Человек из красной книги - [74]

Шрифт
Интервал

Она уже поняла, каждый выписанный ею герой должен чего-то хотеть, но не кое-как, а очень, пускай даже это будет кулёк обычных семечек, но пусть герои её совершают самые разные поступки, тоже неважно какие, главное, что читатель поймёт в этом случае, из чего они сделаны, из какого материала собрано их тело, на что опирается душа. И не нужно предлагать свою любовь всему миру сразу, целиком, – достаточно будет, если ты ублаготворишь хотя бы одного человека, а это уже немало. И ещё – чувство. Оно должно быть непреложно истинным, не придуманным, тогда оно найдёт выход и обретёт форму. И последнее: человек пишет так, как он думает: писать можно научить, и довольно грамотно, но научить думать невозможно, сколько ни говори – думай, думай, думай… Впрочем, можно их несколько систематизировать, эти свои думы, привести в некий условный порядок, построить, если угодно, но только вряд ли такое действо придаст твоим мыслям глубины. Это было чрезвычайно важным для неё собственным открытием, и оно, это новое знание, стало действенно помогать в работе. Теперь она трудилась и по ночам, но, правда, это случалось лишь, когда Павел Сергеевич был в отъездах. Он, разумеется, был в курсе её недавнего увлечения, но поскольку сама она так и не принесла ему на отзыв ни единой строчки, то он и не подгонял: деликатно выжидал момента, который, скорее всего, Женя назначила себе сама. При этом догадывался, что наверняка у супруги с этим делом есть вопросы. Но как творец он не имел права теребить другого творца, чтобы тот, наконец, предъявил что-либо высокому суду.

А если серьёзно, то, думая о жене, Царёв невольно оттягивал для себя, для них обоих этот момент. Боялся, сам себе не очень в этом признаваясь, что принесёт ему Женюра говно, да хорошо к тому же, если не полное, а этого ему страшно бы не хотелось. Это, конечно, ни в коем случае не означало бы разочарования в собственной жене, даже сколько-нибудь малого. Но ужасно не хотелось расстаться с иллюзией, он ведь так хорошо придумал себе образ подруги жизни, и его маленькая Женюра как никто другой идеально под него подпадала, от и до.

Он мысленно вставал на её место, зная, что ей предстоит показать ему свою работу, которая была для неё безусловно важна, – это было видно по тому, как она всячески уходила от темы и вроде бы равнодушно отводила глаза, когда взгляд его натыкался на исписанные мелким наклонным почерком листочки, а позднее – напечатанные на машинке и оставленные тут и там. Павел Сергеевич знал, что врать он не станет, скажет, что думает: ну а утешить, если понадобится, то попытается, конечно, хотя вообще это не в его правилах. В его правилах любить честно.
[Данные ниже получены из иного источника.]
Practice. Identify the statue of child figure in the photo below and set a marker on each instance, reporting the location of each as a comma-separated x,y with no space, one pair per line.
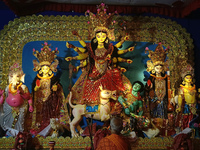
132,103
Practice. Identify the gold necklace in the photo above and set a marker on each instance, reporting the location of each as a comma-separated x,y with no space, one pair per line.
45,77
14,91
188,88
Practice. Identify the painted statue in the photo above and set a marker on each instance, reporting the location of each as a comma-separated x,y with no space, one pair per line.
102,114
186,105
156,89
17,101
47,91
99,61
133,103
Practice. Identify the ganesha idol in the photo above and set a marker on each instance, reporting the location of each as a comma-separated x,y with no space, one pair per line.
17,99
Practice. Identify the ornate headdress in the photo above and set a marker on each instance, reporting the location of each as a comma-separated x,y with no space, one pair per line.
187,70
101,21
45,57
157,57
16,68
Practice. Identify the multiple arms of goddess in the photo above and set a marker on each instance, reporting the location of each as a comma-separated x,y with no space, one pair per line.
83,55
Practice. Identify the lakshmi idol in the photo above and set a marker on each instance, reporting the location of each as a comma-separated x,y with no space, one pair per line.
47,92
156,90
17,100
99,61
186,104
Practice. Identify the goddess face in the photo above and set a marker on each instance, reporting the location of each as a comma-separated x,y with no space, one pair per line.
101,37
158,68
188,78
136,87
15,78
45,69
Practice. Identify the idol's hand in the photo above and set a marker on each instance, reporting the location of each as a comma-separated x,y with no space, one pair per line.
123,69
178,109
108,57
54,87
68,45
126,38
74,32
129,61
131,49
31,108
68,58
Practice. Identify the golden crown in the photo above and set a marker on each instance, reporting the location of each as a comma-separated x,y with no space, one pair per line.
101,21
158,56
16,68
46,56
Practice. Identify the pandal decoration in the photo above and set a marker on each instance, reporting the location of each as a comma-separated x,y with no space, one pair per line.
82,143
59,28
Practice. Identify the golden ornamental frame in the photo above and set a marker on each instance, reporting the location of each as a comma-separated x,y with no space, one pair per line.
59,28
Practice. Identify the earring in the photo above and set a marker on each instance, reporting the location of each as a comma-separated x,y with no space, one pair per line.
106,41
50,72
40,72
95,40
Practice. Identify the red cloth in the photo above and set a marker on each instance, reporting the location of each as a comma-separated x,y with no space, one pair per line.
113,142
182,141
111,80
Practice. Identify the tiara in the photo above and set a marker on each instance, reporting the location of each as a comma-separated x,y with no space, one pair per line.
187,70
101,21
157,57
46,56
15,68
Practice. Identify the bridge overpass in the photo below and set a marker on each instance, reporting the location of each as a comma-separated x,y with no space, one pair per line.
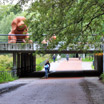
24,62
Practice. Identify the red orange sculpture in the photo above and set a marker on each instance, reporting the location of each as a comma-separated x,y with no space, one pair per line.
18,27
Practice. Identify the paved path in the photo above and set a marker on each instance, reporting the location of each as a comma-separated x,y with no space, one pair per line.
54,91
72,64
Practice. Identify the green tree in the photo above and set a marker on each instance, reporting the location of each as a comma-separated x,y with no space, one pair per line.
73,21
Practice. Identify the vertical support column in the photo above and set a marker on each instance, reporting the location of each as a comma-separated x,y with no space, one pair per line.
103,57
19,64
14,65
34,62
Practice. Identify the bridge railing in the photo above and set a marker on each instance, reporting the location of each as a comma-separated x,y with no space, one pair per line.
16,46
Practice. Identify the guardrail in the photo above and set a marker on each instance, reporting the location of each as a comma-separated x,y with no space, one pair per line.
16,46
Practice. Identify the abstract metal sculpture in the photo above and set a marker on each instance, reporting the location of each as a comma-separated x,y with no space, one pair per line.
18,27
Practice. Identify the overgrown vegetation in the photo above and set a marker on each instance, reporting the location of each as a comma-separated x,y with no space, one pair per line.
6,64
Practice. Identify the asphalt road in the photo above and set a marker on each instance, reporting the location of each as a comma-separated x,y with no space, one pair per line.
55,91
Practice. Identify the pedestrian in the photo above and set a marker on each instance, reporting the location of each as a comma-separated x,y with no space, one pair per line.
47,68
67,57
54,58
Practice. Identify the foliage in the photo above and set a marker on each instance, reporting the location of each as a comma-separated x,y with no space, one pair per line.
73,22
102,77
6,62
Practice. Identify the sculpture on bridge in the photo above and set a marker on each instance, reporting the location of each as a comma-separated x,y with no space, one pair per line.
46,41
19,27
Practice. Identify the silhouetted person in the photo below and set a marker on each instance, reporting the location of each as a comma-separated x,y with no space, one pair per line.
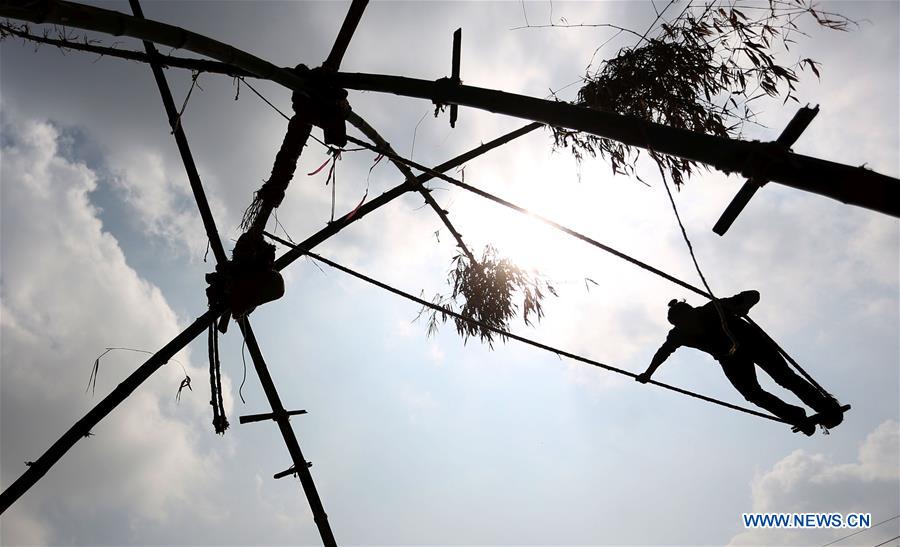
701,328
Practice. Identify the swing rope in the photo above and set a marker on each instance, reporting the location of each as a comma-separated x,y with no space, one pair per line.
603,247
506,334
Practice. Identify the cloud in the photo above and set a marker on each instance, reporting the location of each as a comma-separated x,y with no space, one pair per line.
803,482
160,199
67,292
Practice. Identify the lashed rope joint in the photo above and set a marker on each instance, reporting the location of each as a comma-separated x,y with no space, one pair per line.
248,280
326,108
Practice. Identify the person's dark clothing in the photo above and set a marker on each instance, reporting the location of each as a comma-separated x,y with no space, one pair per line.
703,330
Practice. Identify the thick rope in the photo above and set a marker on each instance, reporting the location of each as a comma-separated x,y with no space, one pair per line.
220,422
528,341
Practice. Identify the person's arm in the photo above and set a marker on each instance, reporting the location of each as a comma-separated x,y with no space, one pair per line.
663,353
740,303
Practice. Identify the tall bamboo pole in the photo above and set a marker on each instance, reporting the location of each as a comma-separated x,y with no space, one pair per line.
82,427
851,185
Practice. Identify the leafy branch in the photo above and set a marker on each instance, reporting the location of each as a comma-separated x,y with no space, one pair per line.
485,292
700,72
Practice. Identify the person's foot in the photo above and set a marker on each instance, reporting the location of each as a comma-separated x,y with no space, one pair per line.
806,426
832,415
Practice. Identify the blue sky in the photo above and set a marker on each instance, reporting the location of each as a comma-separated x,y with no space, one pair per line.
419,440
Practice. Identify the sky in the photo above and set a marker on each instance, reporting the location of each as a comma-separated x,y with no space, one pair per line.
416,439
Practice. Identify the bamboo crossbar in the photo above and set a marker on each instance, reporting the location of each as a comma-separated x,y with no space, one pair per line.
851,185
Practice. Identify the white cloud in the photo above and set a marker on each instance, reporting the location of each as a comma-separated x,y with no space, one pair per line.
160,199
803,482
67,292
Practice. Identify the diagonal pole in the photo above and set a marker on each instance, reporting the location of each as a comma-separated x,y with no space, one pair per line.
82,427
187,158
852,185
351,21
282,418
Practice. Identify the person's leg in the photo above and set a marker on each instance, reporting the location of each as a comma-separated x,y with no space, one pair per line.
741,372
775,366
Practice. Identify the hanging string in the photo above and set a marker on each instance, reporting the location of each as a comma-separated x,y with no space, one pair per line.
220,422
195,75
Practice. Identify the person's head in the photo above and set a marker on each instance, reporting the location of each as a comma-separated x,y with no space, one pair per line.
679,311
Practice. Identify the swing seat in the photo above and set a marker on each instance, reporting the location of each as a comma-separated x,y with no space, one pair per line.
828,420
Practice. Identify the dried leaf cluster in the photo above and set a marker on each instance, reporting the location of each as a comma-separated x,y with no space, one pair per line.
700,72
485,293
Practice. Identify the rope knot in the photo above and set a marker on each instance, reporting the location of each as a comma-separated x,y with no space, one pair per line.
326,105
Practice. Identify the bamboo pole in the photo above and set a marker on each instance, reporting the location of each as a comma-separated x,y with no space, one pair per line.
851,185
287,433
348,27
82,427
175,122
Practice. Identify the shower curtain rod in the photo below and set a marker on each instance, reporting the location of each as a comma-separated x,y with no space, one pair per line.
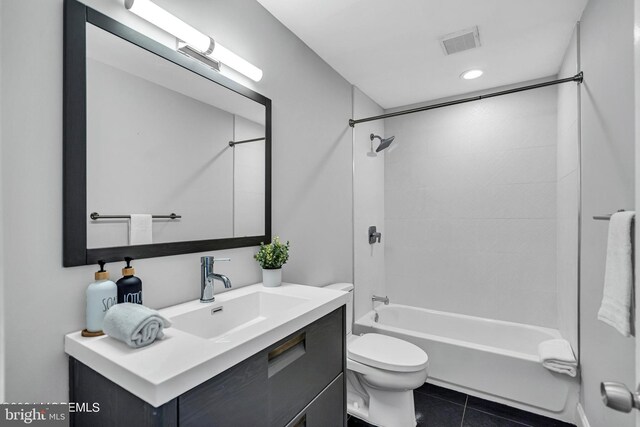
577,78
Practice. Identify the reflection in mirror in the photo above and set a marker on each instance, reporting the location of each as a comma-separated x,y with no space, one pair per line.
158,142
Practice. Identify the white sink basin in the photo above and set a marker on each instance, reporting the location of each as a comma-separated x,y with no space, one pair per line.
200,344
221,319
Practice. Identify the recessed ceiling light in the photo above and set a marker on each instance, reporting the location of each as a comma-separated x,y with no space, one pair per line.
471,74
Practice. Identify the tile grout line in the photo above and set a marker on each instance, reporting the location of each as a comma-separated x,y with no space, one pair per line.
464,410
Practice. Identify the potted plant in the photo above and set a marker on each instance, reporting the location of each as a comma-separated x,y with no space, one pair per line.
271,258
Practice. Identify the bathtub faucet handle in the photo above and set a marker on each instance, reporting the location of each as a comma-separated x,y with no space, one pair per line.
617,396
384,299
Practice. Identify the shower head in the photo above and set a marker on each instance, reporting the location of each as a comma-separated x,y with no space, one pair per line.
384,143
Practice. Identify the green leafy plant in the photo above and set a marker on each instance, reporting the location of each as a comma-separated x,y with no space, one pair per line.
273,255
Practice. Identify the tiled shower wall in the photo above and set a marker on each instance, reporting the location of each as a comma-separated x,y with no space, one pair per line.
470,208
567,199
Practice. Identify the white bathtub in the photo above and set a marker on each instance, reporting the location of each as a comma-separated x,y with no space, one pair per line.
491,359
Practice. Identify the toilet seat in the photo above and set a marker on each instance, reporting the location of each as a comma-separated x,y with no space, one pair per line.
385,352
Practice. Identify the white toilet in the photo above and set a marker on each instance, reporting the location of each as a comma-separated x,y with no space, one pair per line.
382,373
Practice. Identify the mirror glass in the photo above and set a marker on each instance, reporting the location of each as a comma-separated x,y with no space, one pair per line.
157,143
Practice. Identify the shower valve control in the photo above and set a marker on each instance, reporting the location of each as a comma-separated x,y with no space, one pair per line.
374,235
617,396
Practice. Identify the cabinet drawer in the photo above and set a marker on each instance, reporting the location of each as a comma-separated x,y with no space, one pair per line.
303,364
326,410
235,398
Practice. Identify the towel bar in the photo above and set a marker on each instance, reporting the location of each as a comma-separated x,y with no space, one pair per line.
606,217
95,216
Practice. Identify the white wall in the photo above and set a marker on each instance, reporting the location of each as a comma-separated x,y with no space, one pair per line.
164,151
248,179
2,299
606,46
470,208
368,205
567,198
312,164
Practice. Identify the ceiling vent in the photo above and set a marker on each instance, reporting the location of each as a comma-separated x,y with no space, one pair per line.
460,40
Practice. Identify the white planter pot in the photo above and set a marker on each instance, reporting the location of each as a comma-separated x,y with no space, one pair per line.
272,277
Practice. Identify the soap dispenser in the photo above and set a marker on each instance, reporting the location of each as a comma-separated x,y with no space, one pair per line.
101,295
129,286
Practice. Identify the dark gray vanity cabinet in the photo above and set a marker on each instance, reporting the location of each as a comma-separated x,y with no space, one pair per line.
296,382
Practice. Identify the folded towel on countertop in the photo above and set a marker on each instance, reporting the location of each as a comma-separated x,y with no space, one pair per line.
134,324
140,229
616,307
556,355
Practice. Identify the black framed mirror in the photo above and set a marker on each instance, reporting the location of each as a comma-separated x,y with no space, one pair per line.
175,155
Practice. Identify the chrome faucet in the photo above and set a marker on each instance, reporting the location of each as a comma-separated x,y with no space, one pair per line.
376,298
207,277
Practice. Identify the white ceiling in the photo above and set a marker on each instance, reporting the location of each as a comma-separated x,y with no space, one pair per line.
390,49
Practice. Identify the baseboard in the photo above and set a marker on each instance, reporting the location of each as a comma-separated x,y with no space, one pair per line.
581,417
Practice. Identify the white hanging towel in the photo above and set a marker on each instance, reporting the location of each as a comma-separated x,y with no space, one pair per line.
140,229
615,309
556,355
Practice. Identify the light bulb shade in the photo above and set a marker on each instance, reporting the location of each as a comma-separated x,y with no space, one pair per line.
159,17
201,42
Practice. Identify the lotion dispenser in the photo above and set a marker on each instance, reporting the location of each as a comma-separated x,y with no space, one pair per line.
101,295
129,286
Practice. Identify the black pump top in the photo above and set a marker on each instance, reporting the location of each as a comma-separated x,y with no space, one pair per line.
102,274
128,270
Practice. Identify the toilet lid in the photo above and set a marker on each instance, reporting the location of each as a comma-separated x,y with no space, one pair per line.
385,352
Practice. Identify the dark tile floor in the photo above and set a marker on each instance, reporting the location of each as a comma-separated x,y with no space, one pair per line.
441,407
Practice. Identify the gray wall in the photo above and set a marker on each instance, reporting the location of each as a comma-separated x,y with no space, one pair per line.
608,185
311,181
162,150
248,179
470,208
2,299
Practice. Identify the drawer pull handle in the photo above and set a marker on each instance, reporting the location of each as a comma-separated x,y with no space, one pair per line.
286,353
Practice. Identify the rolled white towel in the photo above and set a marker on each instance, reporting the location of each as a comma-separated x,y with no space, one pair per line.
556,355
134,324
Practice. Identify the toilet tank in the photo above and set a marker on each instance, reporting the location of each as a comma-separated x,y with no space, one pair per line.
347,287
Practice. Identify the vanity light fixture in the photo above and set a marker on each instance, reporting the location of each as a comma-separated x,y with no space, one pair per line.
471,74
197,42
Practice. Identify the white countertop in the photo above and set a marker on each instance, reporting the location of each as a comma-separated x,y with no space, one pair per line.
169,367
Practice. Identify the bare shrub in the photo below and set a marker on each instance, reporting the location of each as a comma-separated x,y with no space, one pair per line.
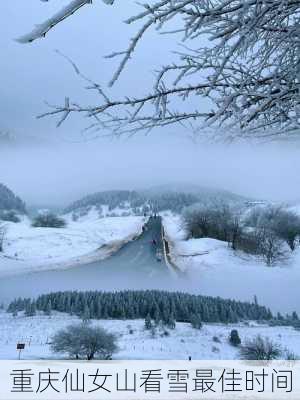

Сам он, уже после того, как получил её в собственность, всё ещё продолжал тщательно унавоживать эту подготовленную им когда-то почву, хотя и произошла их стыковка совершенно непредвиденно. Впрочем, было уже неважно, теперь их системы безупречно дополняли одна другую, расстыковка была невозможна ни при каких обстоятельствах, даже если бы и имела место самая нештатная ситуация. Он ведь был всё так же разумен и расчётлив, если говорить об этом в хорошем смысле слова, он желал и дальше иметь то, что имел, с той же самой неизменной отдачей на выходе, с возможностью никогда больше не задумываться о справедливости своего выбора, а лишь благодарить за него судьбу. Литература же была его слабость: в том числе и оттуда подпитывал он свой ненасытный мозг, от неё же нередко подзаряжал и сердечные свои аккумуляторы, и порой она давала ему так много, что остальное отходило в сторону, уступая место самому душевному, что только могло набраться в нём.

Главным, несмотря на всю любовь к слову, оставалось чуть другое, и это, как ни у кого больше, находил он в писаниях святой для себя троицы: Гоголь, Чехов, Бунин. Он зачитывался «Окаянными днями», что угодливо и по тихой сунули ему когда-то, а он не отказался, взял эти размноженные вручную бунинские дневники, это скопище бешенства, ярости и гнева. Он читал их неотрывно, в который раз размышляя о том, кто из них подлее, кровожаднее и гаже: Ленин, Троцкий или Дзержинский.

Но затем откладывал эти фотографические листки, и место ненависти в душе занимала забавная благость и лёгкий попутный приворот, но уже не полной и понятной безнадёгой, а скорей неясной, призрачной и затуманенной грустью – и всё это был Антон Павлович с его умением заворожить, рассмешить и довести до отчаянья. Оставался ещё Гоголь, волшебник и мечтатель, печальный смехач, ироник, провокатор и немножечко позёр, живописатель русского характера вкупе с той необъяснимой разумом загадочной и малость чужеватой Павлу Сергеевичу душой, что послана небесной благодатью русскому человеку.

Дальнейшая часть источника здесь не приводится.